The first prophets in recorded history were Adam and Eve[...]

I am, as you probably expected, delighted to see this passage in there.

If Obama makes it to the presidency, you don't think that'll be the end of Boom presidents, do you? I expect there'll be Boomers in the White House for the next two or even three decades (although perhaps not uninterrupted).

Anonymous said...

Damn right about history and literature, though there are some good pop historians and sociologists out there. I knew there was a reason I get more out of genra fiction then out of modern lit, though the Good Old Stuff still holds its appeal.

Strange if this crisis' Grey Champion should be an Xer!

Unknown said...

Don't you think that if Barack Obama is elected President and turns out to be extremely successful, that the span of the "Prophet Generation" will be expanded to include 1961?

David Kaiser said...

Jenny,

That thought had occurred to me, but Barack, as you may now, adamantly agrees with S & H that he is NOT a Boomer, so I doubt that redefinition will happen.

Matthew E said...

Well. Most of the world is convinced anyway that the Boom birthyear span is '46-'64, so they're going to get it wrong anyway. Whatever.

Anonymous said...

"the idea that American and western civilization had shown itself to be hopelessly hypocritical and bankrupt spread like wildfire, particularly in American academia"

This is a common though incorrect impression. The most striking development in American academia of the last 50 years is the enormous commitment to the sciences, particularly the natural sciences. Take a look at the faculty of almost major university, add up the number of faculty in the Med school, the Engineering school, and the various science depts. You easily get a majority of the faculty. Moreover, look at where universities have expanded recently and with to continue to expand, its the natural sciences. Nothing could be farther from the rejection of western civilization than the large resources poured into the natural sciences. Indeed, far from rejecting the values of their predecessors, American academia is really dominated by scientists who have enthusiastically embraced the intellectual traditions they inherited from the preceding generations.

“Perhaps, as the comment above argues, Boomers have produced great scientists, and I would like to have that case fleshed out.”

By any reasonable measure - volume of science, quality of science, number of people involved, there is no doubt about the achievements of the Boomer generation of scientists. Beyond producing a remarkable number of individual scientists, its also quite clear that the level of average science is considerably higher than it was 25 years ago.

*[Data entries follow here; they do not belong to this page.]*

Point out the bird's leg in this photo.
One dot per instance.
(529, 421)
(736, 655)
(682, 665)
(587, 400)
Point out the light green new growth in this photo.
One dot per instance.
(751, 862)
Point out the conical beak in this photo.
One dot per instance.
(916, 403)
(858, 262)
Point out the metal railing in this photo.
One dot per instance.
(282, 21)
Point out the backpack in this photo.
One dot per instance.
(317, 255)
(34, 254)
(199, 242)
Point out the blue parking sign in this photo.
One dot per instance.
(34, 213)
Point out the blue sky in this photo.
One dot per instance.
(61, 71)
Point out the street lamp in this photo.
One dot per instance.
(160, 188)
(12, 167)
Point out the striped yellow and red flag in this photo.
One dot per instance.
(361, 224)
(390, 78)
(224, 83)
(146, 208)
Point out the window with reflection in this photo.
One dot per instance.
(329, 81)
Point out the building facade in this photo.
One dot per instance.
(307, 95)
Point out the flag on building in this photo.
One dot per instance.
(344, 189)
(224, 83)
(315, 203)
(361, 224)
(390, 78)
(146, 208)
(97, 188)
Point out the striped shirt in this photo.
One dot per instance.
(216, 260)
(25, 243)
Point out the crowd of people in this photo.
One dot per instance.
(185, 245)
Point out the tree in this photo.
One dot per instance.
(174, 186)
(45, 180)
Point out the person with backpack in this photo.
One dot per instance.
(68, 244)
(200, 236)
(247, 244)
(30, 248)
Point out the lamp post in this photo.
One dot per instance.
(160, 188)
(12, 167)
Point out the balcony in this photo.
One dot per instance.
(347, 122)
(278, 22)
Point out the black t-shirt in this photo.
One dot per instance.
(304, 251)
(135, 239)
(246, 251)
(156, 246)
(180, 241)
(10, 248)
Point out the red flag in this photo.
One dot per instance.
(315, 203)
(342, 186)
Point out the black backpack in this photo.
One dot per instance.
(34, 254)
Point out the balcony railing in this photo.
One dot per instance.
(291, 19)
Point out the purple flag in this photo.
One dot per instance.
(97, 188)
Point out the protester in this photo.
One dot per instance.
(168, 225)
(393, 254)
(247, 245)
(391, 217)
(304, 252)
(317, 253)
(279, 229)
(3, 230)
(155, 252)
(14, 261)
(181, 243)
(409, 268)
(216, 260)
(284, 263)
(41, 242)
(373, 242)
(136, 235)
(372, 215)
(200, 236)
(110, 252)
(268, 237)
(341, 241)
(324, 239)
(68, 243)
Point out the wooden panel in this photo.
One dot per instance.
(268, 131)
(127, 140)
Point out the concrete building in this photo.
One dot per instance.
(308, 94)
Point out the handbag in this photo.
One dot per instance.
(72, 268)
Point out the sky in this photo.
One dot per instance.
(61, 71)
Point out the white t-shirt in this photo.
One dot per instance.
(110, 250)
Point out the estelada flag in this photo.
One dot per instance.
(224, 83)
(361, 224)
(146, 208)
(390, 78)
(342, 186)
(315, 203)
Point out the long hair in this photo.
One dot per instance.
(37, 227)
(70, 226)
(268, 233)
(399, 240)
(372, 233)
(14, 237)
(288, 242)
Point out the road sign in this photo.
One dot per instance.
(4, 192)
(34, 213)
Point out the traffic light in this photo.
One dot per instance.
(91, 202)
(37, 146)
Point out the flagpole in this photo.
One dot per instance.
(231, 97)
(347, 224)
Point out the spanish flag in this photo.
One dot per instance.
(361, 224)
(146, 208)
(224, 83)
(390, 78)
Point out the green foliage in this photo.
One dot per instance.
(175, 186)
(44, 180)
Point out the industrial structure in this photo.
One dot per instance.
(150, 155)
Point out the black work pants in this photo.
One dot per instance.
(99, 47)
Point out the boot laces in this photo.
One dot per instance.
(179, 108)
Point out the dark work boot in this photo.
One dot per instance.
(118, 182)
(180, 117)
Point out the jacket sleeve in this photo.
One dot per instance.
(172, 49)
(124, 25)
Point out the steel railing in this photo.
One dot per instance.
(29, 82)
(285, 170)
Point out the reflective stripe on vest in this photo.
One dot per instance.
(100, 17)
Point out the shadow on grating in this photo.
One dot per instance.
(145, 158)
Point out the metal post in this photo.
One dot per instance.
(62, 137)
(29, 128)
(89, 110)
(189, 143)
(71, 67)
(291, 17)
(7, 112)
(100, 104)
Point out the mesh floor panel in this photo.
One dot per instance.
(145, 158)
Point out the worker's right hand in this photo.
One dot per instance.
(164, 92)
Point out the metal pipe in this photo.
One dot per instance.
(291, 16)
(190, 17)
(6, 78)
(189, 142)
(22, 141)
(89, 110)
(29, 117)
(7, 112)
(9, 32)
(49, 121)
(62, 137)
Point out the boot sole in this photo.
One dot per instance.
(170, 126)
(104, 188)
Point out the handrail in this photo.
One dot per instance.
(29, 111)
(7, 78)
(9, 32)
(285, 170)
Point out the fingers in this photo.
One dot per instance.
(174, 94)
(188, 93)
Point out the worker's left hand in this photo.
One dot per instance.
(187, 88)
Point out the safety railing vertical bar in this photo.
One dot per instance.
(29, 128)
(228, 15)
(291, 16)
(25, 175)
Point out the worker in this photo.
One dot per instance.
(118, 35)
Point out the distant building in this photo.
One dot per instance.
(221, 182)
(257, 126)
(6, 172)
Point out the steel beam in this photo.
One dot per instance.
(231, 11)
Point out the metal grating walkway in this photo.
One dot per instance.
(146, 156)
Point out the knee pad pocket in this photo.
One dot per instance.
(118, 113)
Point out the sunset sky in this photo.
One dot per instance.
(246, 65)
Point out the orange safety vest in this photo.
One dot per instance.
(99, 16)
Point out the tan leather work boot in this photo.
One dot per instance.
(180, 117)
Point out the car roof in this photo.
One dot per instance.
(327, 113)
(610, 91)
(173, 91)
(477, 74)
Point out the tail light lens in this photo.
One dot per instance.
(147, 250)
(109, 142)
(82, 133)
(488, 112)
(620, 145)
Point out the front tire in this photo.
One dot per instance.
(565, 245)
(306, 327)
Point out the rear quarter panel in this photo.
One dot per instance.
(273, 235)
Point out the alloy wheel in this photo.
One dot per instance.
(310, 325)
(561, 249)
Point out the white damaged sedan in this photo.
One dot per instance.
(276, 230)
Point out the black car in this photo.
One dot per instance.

I do agree that some Boomers would like to get something for nothing but its interesting who these people are and they are not all Boomers. In many ways, the paradigmatic individual in this category is Ronald Reagan, who was elected in large part because the electorate didn't want to hear Carter's prescriptions for self-sacrifice and diminished expectations.

Anonymous said...

I don't think Obama can be considered a Boomer since he didn't graduate from law school until 1991 and really entered the work force during the economic downturn of that era. Really marking him as an X'er in overall outlook and experience.

Historically, when a new generation takes over the presidency it pretty much spells the end for the previous generation's aspirations. Kennedy in '60 and then Clinton are examples. Who thought it would be us much maligned "slackers" guiding our country through such perilous times. And we're a pretty tiny generation, too.